The purchase of the vast majority of EHRs in use today was also done with government funding – some $40 billion through the HITECH Act. Therefore, why does Epic believe it has the right to throttle data flow while Lockheed does not. Sure, one can again bring up the patient privacy bogeyman but really, is that all they’ve got? Free the data and let innovation prosper.
Reward is greater than the risk. Epic’s stated concerns with the new rules focus exclusively on patient privacy risk. But what if we look at data interoperability through the lens of patient safety. Would not it be far better if someone shows up unconscious in the ED, is from out of town and attending physicians, via the new interoperability rules, can gain ready access to that patient’s medical history and avert say a medication error? Or how about duplicative testing? May we not lower costs if we knew that the unconscious patient had recent labs and there was no reason to repeat?
In totality, do not these patient safety concerns far outweigh a potential privacy breach? Besides, aren’t privacy breaches occurring every single day of the week? Sure seems that way from what I read in the trade press.
Epic leads the industry in number of clinical transactions flowing through their system. In recent years, Epic has built out the capability to exchange data with any EHR that is enabled to send and receive standardized data sets. Unfortunately, there are many clinical sites of care that have yet to enable such. These draft rules will force those laggards to move forward, an objective that Epic shares.
Where Epic got it right
There are reasons for concern regarding data privacy and third party apps a consumer may invoke that uses their health data. Epic makes a valid point that consumer health data has little protection against misuse once it leaves a HIPAA covered entity. To help preserve privacy, or at least make consumer fully aware of how their health data may be used, a third party app should answer three simple, straightforward questions:
- Will my health data be sold to others?
- Do I have a “right to be forgotten”?
- Will you collect family history data?
These are simple, binary, yes/no questions that the app vendor answers right up front before collecting any health data on behalf of the consumer. This will provide the consumer a clear understanding of how their data may be used prior to invoking that app.
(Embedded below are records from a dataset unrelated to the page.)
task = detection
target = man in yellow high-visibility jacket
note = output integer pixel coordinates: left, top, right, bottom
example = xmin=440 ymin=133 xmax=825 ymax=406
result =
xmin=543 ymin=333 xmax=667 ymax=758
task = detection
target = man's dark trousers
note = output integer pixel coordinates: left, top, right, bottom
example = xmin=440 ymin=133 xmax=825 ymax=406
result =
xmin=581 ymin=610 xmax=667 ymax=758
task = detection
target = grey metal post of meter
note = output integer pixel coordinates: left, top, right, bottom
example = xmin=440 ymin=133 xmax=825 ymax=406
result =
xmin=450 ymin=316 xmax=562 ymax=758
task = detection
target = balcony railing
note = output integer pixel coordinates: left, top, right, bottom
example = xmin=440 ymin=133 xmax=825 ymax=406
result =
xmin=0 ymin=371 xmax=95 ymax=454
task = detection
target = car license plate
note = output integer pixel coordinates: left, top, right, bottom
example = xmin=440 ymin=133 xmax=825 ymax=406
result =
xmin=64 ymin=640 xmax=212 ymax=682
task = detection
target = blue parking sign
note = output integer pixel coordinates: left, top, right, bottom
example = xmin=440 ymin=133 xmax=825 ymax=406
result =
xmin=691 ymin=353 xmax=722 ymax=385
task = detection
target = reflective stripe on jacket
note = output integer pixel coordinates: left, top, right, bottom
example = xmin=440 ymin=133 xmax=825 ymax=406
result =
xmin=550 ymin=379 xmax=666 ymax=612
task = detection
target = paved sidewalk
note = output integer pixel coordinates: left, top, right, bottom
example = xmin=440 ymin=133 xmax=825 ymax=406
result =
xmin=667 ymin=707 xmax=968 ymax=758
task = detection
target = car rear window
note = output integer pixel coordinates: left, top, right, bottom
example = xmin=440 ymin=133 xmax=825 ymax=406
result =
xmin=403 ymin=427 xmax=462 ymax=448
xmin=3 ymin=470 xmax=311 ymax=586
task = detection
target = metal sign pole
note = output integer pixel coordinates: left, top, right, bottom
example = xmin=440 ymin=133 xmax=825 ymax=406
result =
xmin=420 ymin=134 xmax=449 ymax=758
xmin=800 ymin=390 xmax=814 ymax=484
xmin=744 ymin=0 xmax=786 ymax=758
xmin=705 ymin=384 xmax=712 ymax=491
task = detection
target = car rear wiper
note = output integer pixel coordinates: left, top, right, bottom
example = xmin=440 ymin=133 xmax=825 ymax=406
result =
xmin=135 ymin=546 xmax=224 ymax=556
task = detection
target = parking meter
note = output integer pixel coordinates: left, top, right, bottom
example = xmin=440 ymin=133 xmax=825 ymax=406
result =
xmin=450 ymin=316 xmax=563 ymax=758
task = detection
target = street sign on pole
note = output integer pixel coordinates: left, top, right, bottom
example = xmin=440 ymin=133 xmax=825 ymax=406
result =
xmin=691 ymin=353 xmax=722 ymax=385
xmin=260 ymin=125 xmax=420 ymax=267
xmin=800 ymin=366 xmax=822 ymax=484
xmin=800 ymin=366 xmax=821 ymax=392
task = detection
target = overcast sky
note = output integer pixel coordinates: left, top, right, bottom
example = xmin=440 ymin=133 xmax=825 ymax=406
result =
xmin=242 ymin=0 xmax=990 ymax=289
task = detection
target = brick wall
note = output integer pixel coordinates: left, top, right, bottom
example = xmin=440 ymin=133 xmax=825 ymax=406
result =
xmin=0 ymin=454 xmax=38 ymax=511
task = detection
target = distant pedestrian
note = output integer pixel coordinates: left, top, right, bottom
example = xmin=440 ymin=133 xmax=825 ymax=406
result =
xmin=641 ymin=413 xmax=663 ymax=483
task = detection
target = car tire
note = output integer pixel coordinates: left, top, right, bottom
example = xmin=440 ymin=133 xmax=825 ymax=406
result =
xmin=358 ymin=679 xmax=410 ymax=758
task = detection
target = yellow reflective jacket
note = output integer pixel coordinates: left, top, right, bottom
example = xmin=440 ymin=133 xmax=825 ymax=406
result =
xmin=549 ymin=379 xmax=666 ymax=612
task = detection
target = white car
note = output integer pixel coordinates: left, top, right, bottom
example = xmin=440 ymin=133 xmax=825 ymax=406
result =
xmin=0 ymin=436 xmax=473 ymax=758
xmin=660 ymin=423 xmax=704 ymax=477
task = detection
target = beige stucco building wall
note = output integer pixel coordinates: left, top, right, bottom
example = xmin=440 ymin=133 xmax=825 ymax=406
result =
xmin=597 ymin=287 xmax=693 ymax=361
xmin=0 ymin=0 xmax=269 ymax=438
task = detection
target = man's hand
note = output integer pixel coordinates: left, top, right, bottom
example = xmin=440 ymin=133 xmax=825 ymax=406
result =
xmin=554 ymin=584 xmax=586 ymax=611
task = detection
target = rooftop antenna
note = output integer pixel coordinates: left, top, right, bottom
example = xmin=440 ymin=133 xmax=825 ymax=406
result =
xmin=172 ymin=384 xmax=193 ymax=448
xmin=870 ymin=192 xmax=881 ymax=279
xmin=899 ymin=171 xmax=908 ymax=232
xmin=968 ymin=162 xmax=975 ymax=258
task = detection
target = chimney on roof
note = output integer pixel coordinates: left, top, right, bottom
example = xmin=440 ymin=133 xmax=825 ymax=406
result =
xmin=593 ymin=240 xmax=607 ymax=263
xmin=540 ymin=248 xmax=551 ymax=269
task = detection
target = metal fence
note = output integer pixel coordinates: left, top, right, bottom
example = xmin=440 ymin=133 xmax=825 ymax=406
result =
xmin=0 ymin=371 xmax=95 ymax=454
Secondly, what level of data sharing is sufficient? The proposed rules state that electronic health information (EHI) is to be exchanged, not personal health information (PHI). There is a massive difference between these two subtle definitions. Opening the doors to any and all health data elements (EHI), in Epic’s case over 175,000, seems a bit over-the-top. The number of data elements for PHI is more in the thousands. Would not a better approach be to provide all standardized data elements, for example those in normalized FHIR standards? Note that Epic was far from alone in bringing this issue to the attention of ONC in its comments on the draft rules.
Passionate, but wrong
Epic’s CEO is a passionate leader with strong convictions. She has done much to help advance care delivery through the solutions her company provides to the market. There are times you need a strong voice such as hers to bring attention to a critical issue. However, this is not one of them. Epic took a wrong turn here and I sincerely hope that they take a step back and get on track with where this industry needs to go to continue to improve the delivery of care.
The proposed rules will likely be published in next couple of weeks and hopefully the feds will hold their ground, making changes where warranted, such as those suggested above. For in the end, the sharing of data will ultimately lead to better care despite the privacy risks – and isn’t that what we all want?